31 239 Stimulering duurzame energieproductie

Nr. 210 BRIEF VAN DE MINISTER VAN ECONOMISCHE ZAKEN

Aan de Voorzitter van de Tweede Kamer der Staten-Generaal

Den Haag, 27 januari 2016

Geothermie is in Nederland een relatief nieuwe en veelbelovende vorm van hernieuwbare energie, die zich snel ontwikkelt. Er zijn nu 12 goed producerende geothermie projecten. Deze bestaande projecten zijn allemaal ontwikkeld in de glastuinbouw. De verwachting is dat er nog meer potentie is. Geothermie is voor de glastuinbouw immers een belangrijke bron voor de verduurzaming. In navolging van deze sector is er nu ook interesse in de gebouwde omgeving en in de industrie voor geothermie. De bestaande projecten hebben vrijwel alle te maken gehad met problemen van verschillende aard, die deels het gevolg zijn van onbekendheid met deze relatief nieuwe vorm van hernieuwbare energie. Voorbeelden van deze problemen zijn de bijvangst van olie en gas, neerslag van stoffen in de installaties, corrosie en injectieproblemen. Omdat het oplossen van deze problemen in sommige gevallen relatief hoge kosten met zich mee bracht, is terughoudendheid ten aanzien van de financiering van geothermie ontstaan bij zowel nieuwe initiatiefnemers als bij banken.

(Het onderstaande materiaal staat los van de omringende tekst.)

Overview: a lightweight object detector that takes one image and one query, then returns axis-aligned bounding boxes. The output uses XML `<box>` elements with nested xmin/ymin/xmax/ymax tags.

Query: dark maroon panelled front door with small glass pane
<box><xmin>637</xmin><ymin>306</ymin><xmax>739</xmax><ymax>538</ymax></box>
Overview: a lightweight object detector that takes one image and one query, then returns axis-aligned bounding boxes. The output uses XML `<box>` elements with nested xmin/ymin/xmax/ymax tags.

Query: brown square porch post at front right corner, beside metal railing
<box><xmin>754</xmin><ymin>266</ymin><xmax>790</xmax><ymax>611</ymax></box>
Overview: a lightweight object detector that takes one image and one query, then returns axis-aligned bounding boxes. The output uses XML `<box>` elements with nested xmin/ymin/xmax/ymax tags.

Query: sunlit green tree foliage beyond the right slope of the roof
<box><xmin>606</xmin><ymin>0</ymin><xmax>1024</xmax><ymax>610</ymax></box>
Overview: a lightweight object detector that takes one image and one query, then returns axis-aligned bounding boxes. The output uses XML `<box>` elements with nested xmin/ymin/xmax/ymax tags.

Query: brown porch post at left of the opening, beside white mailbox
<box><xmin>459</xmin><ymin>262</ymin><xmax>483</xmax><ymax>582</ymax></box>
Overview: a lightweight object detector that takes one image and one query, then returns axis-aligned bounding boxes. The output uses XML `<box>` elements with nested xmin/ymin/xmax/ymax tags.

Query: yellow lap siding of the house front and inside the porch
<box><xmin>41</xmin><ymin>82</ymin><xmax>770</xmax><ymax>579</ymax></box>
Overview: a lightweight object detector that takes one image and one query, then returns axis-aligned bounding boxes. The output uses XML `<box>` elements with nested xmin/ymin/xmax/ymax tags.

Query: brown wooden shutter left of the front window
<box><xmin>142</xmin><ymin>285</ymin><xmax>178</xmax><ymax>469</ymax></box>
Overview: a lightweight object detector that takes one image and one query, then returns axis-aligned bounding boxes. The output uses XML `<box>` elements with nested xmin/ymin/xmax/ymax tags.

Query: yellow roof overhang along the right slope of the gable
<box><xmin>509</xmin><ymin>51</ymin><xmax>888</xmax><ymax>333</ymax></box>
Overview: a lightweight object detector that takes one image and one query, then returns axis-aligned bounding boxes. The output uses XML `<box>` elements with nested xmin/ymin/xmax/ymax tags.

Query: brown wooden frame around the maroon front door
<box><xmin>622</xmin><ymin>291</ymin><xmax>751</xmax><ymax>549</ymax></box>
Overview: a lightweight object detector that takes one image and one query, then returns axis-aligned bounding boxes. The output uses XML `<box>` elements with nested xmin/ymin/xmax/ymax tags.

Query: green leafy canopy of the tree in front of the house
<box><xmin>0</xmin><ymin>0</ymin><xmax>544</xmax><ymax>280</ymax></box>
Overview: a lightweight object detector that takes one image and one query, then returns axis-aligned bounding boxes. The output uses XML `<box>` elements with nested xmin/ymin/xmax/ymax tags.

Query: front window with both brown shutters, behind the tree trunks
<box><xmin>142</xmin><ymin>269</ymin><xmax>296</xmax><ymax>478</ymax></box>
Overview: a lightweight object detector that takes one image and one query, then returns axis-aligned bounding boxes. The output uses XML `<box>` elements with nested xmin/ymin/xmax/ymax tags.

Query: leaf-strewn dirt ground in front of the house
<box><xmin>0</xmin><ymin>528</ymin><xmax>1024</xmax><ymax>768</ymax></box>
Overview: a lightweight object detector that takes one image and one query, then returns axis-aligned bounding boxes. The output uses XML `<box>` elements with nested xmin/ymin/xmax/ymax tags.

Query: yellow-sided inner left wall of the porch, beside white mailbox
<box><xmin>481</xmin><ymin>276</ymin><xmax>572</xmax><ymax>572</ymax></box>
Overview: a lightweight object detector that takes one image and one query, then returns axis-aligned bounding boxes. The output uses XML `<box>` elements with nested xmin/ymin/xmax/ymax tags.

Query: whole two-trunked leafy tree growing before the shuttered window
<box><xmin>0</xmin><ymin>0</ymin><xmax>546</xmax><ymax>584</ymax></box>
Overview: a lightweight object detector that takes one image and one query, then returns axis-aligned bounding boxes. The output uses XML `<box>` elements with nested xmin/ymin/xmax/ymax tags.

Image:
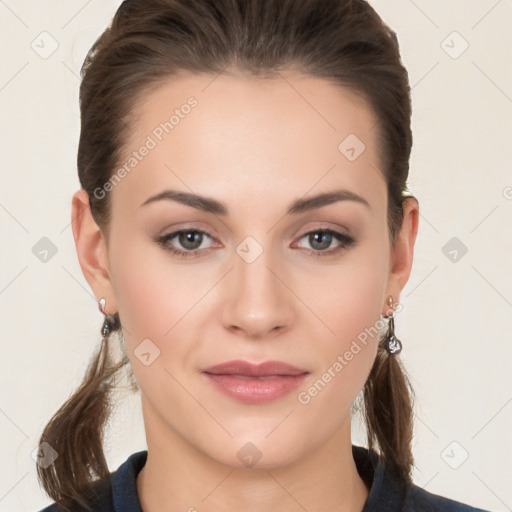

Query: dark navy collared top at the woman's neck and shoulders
<box><xmin>39</xmin><ymin>445</ymin><xmax>489</xmax><ymax>512</ymax></box>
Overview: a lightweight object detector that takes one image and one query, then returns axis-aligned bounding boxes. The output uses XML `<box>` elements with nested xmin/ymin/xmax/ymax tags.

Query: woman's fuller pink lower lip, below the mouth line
<box><xmin>204</xmin><ymin>373</ymin><xmax>307</xmax><ymax>404</ymax></box>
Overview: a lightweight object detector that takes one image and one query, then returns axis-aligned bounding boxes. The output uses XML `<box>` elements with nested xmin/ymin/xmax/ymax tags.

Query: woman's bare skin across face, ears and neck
<box><xmin>72</xmin><ymin>72</ymin><xmax>419</xmax><ymax>512</ymax></box>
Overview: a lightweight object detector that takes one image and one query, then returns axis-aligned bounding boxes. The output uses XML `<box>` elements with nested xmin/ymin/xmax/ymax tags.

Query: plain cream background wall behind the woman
<box><xmin>0</xmin><ymin>0</ymin><xmax>512</xmax><ymax>512</ymax></box>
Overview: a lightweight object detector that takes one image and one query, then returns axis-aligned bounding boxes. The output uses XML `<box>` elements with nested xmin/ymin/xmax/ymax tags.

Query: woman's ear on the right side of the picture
<box><xmin>382</xmin><ymin>197</ymin><xmax>419</xmax><ymax>315</ymax></box>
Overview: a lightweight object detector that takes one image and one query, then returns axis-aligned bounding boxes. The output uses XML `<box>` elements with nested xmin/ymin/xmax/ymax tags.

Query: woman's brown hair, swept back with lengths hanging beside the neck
<box><xmin>37</xmin><ymin>0</ymin><xmax>414</xmax><ymax>510</ymax></box>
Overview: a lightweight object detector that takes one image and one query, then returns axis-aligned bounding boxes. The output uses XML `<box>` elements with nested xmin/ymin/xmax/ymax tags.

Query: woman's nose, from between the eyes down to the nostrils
<box><xmin>224</xmin><ymin>236</ymin><xmax>292</xmax><ymax>336</ymax></box>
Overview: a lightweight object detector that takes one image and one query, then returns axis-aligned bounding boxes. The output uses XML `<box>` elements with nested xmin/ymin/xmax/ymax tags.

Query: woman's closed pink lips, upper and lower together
<box><xmin>202</xmin><ymin>360</ymin><xmax>309</xmax><ymax>404</ymax></box>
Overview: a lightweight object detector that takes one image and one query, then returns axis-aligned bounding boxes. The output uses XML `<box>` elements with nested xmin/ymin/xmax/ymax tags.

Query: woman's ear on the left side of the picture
<box><xmin>71</xmin><ymin>189</ymin><xmax>117</xmax><ymax>314</ymax></box>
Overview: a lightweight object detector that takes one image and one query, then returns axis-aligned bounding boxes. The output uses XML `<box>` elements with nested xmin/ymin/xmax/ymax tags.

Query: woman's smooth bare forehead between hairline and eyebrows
<box><xmin>114</xmin><ymin>72</ymin><xmax>385</xmax><ymax>216</ymax></box>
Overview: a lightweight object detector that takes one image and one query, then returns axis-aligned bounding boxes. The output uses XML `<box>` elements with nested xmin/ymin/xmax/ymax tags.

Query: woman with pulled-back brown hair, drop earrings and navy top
<box><xmin>37</xmin><ymin>0</ymin><xmax>492</xmax><ymax>512</ymax></box>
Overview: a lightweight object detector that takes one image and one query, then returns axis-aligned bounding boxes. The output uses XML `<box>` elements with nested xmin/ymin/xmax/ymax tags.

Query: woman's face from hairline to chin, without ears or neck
<box><xmin>99</xmin><ymin>73</ymin><xmax>391</xmax><ymax>468</ymax></box>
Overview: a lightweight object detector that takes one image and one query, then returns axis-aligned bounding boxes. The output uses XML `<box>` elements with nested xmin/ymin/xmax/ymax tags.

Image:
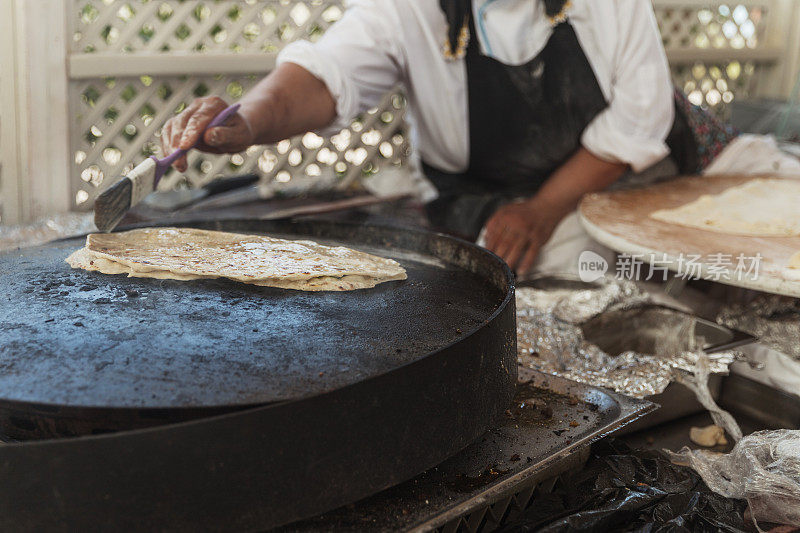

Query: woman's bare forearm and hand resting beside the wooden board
<box><xmin>485</xmin><ymin>148</ymin><xmax>628</xmax><ymax>272</ymax></box>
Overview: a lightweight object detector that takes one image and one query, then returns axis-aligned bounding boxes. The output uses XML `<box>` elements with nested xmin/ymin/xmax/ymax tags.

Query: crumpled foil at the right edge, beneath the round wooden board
<box><xmin>717</xmin><ymin>294</ymin><xmax>800</xmax><ymax>360</ymax></box>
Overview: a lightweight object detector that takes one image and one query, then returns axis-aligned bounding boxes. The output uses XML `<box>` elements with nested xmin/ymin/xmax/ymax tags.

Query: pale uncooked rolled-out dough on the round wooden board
<box><xmin>650</xmin><ymin>178</ymin><xmax>800</xmax><ymax>237</ymax></box>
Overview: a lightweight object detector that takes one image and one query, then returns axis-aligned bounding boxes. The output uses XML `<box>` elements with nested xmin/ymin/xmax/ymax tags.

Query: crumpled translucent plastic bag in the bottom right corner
<box><xmin>667</xmin><ymin>429</ymin><xmax>800</xmax><ymax>527</ymax></box>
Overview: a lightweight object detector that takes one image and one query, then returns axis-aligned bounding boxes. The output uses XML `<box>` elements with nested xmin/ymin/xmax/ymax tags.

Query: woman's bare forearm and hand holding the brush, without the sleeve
<box><xmin>161</xmin><ymin>63</ymin><xmax>336</xmax><ymax>172</ymax></box>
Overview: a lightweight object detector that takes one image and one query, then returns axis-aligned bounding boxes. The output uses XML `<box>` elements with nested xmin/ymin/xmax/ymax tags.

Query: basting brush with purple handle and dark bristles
<box><xmin>94</xmin><ymin>104</ymin><xmax>240</xmax><ymax>232</ymax></box>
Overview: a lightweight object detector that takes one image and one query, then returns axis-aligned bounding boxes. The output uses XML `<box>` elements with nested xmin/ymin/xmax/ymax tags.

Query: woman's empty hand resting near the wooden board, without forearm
<box><xmin>485</xmin><ymin>196</ymin><xmax>567</xmax><ymax>273</ymax></box>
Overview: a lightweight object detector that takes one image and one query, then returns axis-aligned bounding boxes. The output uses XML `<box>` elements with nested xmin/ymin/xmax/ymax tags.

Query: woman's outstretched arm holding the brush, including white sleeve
<box><xmin>161</xmin><ymin>0</ymin><xmax>404</xmax><ymax>172</ymax></box>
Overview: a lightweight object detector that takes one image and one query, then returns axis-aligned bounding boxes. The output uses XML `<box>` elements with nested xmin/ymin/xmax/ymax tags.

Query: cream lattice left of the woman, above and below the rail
<box><xmin>71</xmin><ymin>0</ymin><xmax>409</xmax><ymax>209</ymax></box>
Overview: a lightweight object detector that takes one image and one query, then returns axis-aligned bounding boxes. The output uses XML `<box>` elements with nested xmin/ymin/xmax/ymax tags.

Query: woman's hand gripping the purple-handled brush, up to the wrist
<box><xmin>161</xmin><ymin>96</ymin><xmax>255</xmax><ymax>172</ymax></box>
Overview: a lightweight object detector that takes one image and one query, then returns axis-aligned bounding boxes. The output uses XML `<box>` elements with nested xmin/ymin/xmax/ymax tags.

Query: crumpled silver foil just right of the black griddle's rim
<box><xmin>517</xmin><ymin>281</ymin><xmax>737</xmax><ymax>398</ymax></box>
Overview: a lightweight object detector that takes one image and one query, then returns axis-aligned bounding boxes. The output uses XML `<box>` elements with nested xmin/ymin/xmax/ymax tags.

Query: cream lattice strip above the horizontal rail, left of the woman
<box><xmin>72</xmin><ymin>0</ymin><xmax>342</xmax><ymax>54</ymax></box>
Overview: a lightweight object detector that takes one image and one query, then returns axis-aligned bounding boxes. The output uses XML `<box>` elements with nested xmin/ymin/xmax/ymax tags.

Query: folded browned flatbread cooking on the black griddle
<box><xmin>66</xmin><ymin>228</ymin><xmax>406</xmax><ymax>291</ymax></box>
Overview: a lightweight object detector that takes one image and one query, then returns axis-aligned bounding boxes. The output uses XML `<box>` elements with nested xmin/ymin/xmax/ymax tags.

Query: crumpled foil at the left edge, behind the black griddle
<box><xmin>0</xmin><ymin>213</ymin><xmax>97</xmax><ymax>250</ymax></box>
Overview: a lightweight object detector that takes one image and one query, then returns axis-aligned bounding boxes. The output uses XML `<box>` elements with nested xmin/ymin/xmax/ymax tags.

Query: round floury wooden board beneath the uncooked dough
<box><xmin>579</xmin><ymin>175</ymin><xmax>800</xmax><ymax>297</ymax></box>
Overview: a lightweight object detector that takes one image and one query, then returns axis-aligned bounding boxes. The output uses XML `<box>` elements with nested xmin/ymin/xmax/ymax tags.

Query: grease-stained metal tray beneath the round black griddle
<box><xmin>281</xmin><ymin>367</ymin><xmax>657</xmax><ymax>532</ymax></box>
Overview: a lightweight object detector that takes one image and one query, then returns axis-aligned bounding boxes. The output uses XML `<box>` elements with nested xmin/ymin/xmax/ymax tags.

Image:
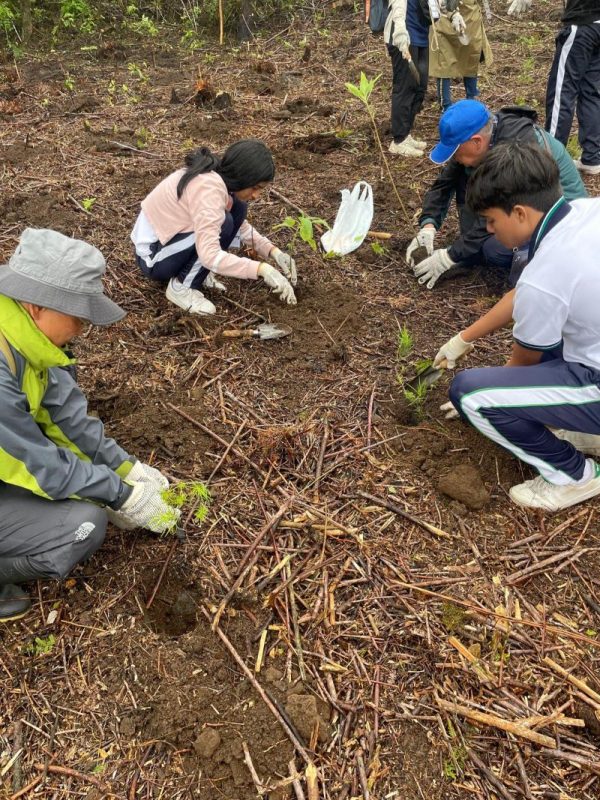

Vanwege de uitdagingen in de opstartfase van geothermie projecten en de genoemde belemmeringen om financiering te verkrijgen, hebben het Rijk, de geothermiesector en banken besloten gezamenlijk op te trekken. Daartoe is in september 2013 de Green Deal Financiering Duurzame Energieprojecten afgesloten tussen het Rijk, de Nederlandse Vereniging van Banken en de Groenbanken (de deelnemende banken verenigd in het Beraad Groenfondsen). In het kader van deze Green Deal heeft het Expertisecentrum Financiering Duurzame Energieprojecten de financieringsproblematiek en mogelijke oplossingen daarvoor verkend. Tevens heeft mijn ministerie naar aanleiding van de rapportages gesprekken gevoerd met de banken en de sector. Hierbij informeer ik uw Kamer, mede namens de Staatssecretaris van Economische Zaken, over de bevindingen van het expertisecentrum en de uitkomsten van de gesprekken die naar aanleiding daarvan zijn gevoerd. Daarmee geef ik invulling aan mijn toezegging uit het AO van 1 juli 2015 (Kamerstuk 33 037, nr. 158).

Analyse expertisecentrum

Het Expertisecentrum Financiering Duurzame Energieprojecten heeft in mei jl. twee rapportages opgeleverd, de eerste getiteld «Technische aspecten van geothermie projecten» en de tweede «Financiering en financierbaarheid van geothermie projecten» (zie bijlagen1). Uit de analyse van het expertisecentrum blijkt dat er sprake is van een stagnatie in het aantal nieuwe geothermieprojecten doordat het in de praktijk moeilijker is dan voorheen om financiering te verkrijgen. Dit heeft een aantal oorzaken. In de glastuinbouw is de solvabiliteit, evenals in andere MKB sectoren, de afgelopen jaren gemiddeld laag geweest. Daar komt bij dat banken als gevolg van de crisis financieringsverzoeken strenger zijn gaan beoordelen (zie ook Kamerstuk 32 637, nr. 198). Dit is, in combinatie met de hoge benodigde investering (10 tot 15 miljoen euro per project), voor de banken reden om terughoudendheid te betrachten bij het financieren van geothermieprojecten en de eisen voor financiering aan te scherpen. Dit betekent bijvoorbeeld dat de glastuinbouwondernemers een groot deel eigen vermogen moeten inbrengen, ook om onverwachte technische of geologische problemen of vraaguitval tijdens de exploitatie op te kunnen lossen. Aangezien juist in de glastuinbouw tot nu toe veel initiatieven voor geothermieprojecten tot stand komen, is er sprake van een stagnatie in de markt. In de gebouwde omgeving en de industrie moeten de eerste geothermieprojecten nog tot stand komen.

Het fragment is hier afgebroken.